I am trying to get back in the rhythm of writing again. This year has been harder in terms of energy to write than any I have encountered before. I always thought of block as not having anything to say. Instead it has manifested as not feeling it is worth saying something because no one cares or listens and it makes no difference.
I am getting past that. It’s kind of tied up into issues that are more about my life than my writing. My writing is not therapy or escape, but something else. I’ve just found of late that those other obstacles were things my creative self couldn’t climb over.
I like what I create, and I enjoy the game of creating it. It’s never been entirely about the audience and the metrics, but maybe having lost a job and not doing so well in other pursuits I am involved in threw the focus onto my writing in the wrong way. The funny thing is, that focus arriving from an off-kilter place destabilised my own viewpoint of its worth more than it would have if I were perhaps just saying to myself, I like my work and maybe I’d like more people to read it.

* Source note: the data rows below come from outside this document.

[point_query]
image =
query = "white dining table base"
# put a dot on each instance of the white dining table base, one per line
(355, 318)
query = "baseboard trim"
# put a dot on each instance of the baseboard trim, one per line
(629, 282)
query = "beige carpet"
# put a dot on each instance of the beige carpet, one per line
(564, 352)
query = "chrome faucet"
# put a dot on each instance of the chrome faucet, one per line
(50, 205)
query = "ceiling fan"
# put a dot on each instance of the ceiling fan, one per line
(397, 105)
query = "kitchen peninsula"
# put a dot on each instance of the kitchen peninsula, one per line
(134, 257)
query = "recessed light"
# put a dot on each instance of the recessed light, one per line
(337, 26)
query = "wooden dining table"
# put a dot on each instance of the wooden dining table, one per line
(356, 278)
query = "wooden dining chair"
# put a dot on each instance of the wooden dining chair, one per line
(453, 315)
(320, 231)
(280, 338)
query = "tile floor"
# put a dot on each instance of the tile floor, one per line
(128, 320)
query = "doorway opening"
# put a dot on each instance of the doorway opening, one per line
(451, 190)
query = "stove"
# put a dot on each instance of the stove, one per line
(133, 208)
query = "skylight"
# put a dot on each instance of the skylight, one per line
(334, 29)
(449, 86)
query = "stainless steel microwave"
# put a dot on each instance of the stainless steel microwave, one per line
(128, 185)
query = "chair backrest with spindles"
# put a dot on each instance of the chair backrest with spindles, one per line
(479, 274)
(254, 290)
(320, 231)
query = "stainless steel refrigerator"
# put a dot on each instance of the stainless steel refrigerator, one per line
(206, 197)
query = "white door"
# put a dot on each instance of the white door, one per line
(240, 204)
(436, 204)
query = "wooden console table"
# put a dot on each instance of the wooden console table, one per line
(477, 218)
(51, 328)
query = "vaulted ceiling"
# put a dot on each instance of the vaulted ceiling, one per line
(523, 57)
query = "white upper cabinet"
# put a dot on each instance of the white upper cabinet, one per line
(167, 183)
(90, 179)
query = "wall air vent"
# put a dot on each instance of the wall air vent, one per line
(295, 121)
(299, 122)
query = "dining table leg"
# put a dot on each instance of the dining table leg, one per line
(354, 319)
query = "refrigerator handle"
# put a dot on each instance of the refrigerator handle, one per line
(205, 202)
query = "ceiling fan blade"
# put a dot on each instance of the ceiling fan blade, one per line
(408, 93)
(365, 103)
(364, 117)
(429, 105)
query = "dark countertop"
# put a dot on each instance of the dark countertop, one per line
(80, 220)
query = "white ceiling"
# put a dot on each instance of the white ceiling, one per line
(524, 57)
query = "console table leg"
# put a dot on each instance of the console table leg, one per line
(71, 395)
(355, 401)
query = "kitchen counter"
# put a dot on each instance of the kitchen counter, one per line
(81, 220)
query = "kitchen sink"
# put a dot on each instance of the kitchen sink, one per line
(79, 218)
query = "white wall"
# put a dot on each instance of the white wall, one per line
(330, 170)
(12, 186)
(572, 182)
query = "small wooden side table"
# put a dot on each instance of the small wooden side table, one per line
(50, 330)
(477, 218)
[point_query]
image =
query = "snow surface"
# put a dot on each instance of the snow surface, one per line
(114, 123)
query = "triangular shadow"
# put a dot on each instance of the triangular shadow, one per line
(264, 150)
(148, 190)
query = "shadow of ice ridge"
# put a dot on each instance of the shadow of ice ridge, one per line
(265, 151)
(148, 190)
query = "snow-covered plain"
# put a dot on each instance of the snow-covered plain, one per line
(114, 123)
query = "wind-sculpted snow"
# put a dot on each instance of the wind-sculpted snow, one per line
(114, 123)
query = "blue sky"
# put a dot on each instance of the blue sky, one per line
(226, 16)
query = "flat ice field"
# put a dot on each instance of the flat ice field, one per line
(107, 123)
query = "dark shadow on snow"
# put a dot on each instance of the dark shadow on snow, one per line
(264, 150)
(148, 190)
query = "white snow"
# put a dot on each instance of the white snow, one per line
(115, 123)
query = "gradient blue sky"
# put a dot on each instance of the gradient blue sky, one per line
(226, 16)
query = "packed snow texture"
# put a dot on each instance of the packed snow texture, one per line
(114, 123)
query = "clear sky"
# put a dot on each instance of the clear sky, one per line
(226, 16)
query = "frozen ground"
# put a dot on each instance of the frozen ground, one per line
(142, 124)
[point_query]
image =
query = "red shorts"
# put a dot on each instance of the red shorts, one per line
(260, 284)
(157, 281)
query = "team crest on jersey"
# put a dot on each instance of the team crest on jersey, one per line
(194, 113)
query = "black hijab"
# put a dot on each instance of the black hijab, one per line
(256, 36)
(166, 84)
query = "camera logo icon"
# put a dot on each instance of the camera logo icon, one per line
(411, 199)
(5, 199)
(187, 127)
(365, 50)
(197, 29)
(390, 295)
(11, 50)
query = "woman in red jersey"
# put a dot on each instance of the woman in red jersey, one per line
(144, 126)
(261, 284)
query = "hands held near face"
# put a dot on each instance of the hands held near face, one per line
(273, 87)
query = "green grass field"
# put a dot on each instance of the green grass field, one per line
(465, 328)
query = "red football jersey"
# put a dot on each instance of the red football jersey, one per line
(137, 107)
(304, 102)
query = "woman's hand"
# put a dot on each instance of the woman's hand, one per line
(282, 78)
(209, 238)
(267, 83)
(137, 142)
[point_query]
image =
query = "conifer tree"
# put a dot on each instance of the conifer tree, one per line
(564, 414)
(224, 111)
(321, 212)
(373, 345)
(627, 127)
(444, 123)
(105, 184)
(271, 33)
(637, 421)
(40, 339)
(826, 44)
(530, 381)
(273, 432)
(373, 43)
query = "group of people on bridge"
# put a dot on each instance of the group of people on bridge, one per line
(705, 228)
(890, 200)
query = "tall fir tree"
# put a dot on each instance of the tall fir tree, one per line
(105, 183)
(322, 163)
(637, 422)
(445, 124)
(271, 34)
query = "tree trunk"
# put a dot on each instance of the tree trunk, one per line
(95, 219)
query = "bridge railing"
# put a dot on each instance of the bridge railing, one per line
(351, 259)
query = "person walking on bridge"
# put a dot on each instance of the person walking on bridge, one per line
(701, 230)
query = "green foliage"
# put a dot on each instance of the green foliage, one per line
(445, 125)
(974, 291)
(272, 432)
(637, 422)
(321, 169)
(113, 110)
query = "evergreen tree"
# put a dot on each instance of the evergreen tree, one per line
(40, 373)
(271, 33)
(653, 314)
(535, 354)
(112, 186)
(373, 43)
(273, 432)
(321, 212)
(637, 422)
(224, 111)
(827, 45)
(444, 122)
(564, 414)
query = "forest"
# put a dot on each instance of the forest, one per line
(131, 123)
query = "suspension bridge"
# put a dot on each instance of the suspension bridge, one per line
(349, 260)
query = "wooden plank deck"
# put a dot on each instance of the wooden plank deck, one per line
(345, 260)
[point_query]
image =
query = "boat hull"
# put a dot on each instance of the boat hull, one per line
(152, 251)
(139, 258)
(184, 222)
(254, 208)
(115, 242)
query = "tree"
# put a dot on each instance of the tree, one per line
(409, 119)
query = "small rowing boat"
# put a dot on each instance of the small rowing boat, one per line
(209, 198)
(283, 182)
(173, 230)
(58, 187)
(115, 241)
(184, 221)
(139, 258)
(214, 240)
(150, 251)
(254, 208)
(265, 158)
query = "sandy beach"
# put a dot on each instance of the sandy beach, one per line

Doing one or two pieces a day every day may bleed into the longform work again. The pandemic rewired some of the things I do on a regular, and my energy levels, and I am intending to step past that. I killed my coffee intake and my adrenals seem to be repairing. In some regards my stomach is better, though stomach issues have been the skipping stone of chaos through this year.
This will be the year of finishing stories. I say this three months in, but putting something there as an idea is important. That’s the idea for this year: finishing projects.